Moins de frites pour autant de plaisir

par Daily Science

« Vous prendrez le menu Super-Maxi-Géant-Plus »? Dans les chaînes de fast-food, les menus se déclinent en portions toujours plus grandes. À la VUB, l’Université Libre (flamande) de Bruxelles, on a opté pour la démarche inverse. En l’occurrence, ce sont les portions de frites servies à la cantine universitaire qui ont maigri.

Dans le cadre d’une étude du groupe de recherche « Mouvement, Nutrition et Santé » (BEGE), de la Faculté d’Education Physique et de Physiothérapie, les étudiants et le personnel de l’université ont vu leurs portions de frites servies dans un cornet de papier plutôt que dans la vaisselle habituelle. Et ce pendant toute une semaine.

But de l’exercice ? Évaluer dans quelle mesure la taille des portions pouvait entraîner des changements dans les habitudes alimentaires des consommateurs.

20 % de frites en moins dans son assiette

Au restaurant universitaire, les portions de frites sont habituellement de 200 grammes.
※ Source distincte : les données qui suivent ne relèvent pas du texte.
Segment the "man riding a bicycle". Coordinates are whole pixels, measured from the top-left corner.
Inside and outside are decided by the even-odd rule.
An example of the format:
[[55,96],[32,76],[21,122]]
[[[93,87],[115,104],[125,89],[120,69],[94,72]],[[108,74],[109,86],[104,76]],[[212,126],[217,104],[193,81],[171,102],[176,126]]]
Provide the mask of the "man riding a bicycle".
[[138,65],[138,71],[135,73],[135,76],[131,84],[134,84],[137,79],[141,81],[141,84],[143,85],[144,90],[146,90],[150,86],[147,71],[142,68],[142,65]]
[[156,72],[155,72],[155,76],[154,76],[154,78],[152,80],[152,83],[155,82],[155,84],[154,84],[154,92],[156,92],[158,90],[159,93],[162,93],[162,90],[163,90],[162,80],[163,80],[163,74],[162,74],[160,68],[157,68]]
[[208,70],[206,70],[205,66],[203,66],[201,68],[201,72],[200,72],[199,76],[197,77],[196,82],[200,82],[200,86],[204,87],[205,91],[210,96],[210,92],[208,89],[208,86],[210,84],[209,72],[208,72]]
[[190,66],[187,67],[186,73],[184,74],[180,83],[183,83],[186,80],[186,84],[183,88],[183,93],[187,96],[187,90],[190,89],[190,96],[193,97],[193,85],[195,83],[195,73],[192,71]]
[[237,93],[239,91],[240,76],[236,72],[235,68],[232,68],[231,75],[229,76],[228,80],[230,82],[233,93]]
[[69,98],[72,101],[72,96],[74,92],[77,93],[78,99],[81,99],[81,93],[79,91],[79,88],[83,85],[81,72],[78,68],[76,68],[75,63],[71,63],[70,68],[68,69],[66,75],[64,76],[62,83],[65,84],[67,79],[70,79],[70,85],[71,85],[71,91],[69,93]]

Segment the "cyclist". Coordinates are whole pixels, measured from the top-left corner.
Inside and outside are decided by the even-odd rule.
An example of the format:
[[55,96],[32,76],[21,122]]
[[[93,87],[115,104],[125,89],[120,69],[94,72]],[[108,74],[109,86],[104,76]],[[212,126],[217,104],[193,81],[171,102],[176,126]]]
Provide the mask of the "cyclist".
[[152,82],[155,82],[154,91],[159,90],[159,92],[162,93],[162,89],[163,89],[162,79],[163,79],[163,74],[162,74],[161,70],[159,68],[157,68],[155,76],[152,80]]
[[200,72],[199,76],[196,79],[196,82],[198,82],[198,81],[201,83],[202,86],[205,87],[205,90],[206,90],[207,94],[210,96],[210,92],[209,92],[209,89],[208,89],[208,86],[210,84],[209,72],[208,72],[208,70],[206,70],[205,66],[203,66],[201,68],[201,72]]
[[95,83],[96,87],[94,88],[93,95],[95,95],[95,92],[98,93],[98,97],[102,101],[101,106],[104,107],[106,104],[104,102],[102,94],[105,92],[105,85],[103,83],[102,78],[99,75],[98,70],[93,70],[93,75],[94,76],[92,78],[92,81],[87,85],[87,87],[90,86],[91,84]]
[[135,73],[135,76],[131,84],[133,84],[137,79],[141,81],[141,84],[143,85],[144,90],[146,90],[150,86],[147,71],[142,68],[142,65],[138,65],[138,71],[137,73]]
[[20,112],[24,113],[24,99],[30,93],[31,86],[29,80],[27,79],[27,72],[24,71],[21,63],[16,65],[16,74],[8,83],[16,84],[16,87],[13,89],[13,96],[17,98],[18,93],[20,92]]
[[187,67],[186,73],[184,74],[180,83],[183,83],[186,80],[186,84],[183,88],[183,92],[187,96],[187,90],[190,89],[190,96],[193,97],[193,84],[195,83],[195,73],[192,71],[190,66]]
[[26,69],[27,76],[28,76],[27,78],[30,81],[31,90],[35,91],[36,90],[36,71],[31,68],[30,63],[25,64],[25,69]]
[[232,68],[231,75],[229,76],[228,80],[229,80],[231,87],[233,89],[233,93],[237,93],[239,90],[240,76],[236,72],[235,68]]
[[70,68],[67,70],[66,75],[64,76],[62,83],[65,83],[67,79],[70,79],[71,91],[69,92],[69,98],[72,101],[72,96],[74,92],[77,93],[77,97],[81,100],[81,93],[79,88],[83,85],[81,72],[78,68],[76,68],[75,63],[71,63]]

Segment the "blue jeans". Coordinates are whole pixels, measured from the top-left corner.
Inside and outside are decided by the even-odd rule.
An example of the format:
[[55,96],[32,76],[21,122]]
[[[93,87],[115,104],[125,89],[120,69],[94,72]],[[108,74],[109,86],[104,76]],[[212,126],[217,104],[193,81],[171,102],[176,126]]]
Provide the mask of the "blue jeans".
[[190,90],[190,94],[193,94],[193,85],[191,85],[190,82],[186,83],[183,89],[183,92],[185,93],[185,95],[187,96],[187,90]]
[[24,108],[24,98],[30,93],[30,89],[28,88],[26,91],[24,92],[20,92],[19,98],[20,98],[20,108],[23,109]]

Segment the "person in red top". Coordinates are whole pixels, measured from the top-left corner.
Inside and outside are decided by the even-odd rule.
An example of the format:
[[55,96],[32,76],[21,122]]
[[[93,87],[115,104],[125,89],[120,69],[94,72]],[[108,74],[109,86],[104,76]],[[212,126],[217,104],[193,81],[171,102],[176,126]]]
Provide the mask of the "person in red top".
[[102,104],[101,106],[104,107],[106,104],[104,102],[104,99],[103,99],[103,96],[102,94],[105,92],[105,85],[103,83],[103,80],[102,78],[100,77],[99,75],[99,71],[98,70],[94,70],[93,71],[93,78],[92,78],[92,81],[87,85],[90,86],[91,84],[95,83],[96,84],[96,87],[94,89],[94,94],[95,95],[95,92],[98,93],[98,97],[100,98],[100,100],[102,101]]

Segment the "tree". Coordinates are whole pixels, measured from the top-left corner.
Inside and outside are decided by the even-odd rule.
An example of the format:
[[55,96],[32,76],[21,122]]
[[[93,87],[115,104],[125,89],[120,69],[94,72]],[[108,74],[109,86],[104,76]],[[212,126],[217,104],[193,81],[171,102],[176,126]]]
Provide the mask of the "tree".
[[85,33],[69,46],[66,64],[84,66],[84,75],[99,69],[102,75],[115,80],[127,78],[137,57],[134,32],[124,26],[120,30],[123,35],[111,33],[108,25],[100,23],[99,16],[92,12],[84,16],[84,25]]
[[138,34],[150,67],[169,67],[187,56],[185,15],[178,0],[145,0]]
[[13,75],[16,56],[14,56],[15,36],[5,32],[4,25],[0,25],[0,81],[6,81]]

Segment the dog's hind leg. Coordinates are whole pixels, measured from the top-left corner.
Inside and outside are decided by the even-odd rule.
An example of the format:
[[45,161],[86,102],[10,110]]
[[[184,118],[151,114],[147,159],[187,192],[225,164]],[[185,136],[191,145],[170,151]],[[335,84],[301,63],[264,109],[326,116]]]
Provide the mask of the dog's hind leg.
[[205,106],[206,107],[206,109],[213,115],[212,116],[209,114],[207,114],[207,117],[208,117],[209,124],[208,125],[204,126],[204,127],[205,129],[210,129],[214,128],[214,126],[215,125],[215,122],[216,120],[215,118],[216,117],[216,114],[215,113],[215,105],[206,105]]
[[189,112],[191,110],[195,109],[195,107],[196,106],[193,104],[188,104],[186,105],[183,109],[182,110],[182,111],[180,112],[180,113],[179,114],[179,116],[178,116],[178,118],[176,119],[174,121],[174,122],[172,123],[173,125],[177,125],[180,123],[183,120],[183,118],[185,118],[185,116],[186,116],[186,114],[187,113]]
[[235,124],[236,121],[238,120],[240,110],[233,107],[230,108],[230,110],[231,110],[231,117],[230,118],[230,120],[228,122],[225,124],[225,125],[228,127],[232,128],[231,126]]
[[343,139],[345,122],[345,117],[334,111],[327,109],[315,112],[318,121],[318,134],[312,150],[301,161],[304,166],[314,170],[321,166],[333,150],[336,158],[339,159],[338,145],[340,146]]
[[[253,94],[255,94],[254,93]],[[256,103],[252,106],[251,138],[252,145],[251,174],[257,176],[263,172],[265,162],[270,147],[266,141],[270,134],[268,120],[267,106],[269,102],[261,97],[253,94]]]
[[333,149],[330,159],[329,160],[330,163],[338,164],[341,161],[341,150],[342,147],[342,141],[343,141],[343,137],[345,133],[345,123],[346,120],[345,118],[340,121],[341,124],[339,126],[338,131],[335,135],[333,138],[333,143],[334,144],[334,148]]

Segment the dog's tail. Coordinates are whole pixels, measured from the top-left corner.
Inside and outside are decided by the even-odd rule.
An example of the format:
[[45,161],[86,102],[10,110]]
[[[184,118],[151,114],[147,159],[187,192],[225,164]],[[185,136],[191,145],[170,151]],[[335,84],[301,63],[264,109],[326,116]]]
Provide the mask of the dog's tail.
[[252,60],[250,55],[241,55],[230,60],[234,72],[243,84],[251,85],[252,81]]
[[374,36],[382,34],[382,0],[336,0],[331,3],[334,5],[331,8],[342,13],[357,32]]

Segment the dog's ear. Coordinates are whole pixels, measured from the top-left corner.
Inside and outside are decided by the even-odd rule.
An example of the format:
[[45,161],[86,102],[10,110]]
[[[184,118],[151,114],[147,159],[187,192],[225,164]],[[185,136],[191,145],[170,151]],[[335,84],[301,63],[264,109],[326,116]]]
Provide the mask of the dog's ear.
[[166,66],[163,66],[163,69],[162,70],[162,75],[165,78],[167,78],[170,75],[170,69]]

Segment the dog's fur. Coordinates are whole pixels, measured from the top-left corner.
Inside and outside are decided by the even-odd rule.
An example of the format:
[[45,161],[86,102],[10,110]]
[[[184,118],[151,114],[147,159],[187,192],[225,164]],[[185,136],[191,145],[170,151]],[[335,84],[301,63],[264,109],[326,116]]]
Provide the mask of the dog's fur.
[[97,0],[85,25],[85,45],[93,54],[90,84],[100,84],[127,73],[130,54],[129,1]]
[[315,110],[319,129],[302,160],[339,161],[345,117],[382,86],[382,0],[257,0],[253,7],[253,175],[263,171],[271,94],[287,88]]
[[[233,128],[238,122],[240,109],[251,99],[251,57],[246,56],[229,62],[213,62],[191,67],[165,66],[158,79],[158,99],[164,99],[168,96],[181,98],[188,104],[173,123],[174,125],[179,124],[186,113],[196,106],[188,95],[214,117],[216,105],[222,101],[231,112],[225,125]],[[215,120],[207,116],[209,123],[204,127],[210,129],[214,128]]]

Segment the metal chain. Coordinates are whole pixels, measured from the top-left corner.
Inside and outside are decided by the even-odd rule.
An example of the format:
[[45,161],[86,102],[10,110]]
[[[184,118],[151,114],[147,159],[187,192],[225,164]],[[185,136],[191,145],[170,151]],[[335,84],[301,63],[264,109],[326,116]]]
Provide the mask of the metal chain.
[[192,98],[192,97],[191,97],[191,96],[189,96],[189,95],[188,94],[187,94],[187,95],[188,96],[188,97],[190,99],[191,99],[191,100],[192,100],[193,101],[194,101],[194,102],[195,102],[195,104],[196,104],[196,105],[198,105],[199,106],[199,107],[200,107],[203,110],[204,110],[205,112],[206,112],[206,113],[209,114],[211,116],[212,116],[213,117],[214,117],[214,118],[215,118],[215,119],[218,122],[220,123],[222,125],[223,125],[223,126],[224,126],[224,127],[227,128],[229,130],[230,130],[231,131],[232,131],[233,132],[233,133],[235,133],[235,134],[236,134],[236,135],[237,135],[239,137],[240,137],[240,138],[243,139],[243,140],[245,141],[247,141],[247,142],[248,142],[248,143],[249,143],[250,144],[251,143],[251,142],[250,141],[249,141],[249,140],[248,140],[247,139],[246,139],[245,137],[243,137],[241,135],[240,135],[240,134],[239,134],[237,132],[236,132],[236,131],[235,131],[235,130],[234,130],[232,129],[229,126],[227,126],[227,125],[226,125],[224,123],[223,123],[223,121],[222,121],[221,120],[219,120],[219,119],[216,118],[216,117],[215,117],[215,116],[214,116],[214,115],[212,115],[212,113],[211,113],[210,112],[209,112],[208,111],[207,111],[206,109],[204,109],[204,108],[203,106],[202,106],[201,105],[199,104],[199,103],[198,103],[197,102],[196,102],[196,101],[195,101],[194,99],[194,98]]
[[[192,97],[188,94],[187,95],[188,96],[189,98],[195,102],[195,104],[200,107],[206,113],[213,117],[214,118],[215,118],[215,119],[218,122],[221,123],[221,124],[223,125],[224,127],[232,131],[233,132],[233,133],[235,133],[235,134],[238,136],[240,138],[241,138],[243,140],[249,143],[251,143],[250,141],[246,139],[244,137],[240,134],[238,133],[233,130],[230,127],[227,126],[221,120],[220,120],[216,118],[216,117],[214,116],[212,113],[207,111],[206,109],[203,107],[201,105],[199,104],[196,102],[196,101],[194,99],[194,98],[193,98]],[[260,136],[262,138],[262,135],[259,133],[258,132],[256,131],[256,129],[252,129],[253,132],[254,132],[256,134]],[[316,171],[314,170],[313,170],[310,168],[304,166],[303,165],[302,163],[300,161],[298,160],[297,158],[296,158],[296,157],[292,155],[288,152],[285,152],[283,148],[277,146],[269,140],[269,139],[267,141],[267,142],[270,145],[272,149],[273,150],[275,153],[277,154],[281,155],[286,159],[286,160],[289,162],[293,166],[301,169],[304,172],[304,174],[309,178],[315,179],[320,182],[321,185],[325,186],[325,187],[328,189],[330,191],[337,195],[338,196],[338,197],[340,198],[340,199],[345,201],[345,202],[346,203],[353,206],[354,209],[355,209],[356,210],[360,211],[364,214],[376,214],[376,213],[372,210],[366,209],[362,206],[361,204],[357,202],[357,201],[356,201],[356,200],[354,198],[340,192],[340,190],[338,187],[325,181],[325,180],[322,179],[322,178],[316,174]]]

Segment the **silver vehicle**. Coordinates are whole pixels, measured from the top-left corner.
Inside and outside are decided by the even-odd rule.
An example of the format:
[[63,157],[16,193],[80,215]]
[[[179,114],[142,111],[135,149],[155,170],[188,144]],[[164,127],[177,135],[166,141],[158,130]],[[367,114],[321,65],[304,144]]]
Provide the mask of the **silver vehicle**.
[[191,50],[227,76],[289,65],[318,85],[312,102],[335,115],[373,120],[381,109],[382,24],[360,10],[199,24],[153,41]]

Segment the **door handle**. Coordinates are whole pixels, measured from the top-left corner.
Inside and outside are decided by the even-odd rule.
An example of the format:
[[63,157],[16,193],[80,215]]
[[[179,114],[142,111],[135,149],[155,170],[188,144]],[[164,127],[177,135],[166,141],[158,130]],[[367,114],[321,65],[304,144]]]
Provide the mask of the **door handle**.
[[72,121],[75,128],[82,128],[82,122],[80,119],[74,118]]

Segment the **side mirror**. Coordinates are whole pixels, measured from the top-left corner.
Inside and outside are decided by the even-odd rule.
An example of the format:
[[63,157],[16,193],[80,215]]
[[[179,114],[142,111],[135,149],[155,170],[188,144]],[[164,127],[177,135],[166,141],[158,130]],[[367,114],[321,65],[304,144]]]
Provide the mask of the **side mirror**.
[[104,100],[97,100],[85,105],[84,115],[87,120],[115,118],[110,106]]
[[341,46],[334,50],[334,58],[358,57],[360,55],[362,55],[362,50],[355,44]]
Lors de l’expérience avec les cornets, 160 grammes seulement de frites étaient servis avec les plats. Soit 20 % de moins que d’habitude.

Les habitués n’ont pas été dupes. Ils ont effectivement remarqué qu’ils recevaient moins de frites avec leur repas. Mais ils n’en étaient pas pour autant mécontents.

Interrogés sur cette évolution, les consommateurs ont indiqué qu’après avoir consommé une plus petite portion de frites, ils éprouvaient un sentiment de satiété identique à celui qu’ils avaient quand les portions étaient de 200 grammes. De plus, il s’est avéré qu’ils ne compensaient pas ce moindre apport alimentaire l’après-midi avec, par exemple, une collation supplémentaire.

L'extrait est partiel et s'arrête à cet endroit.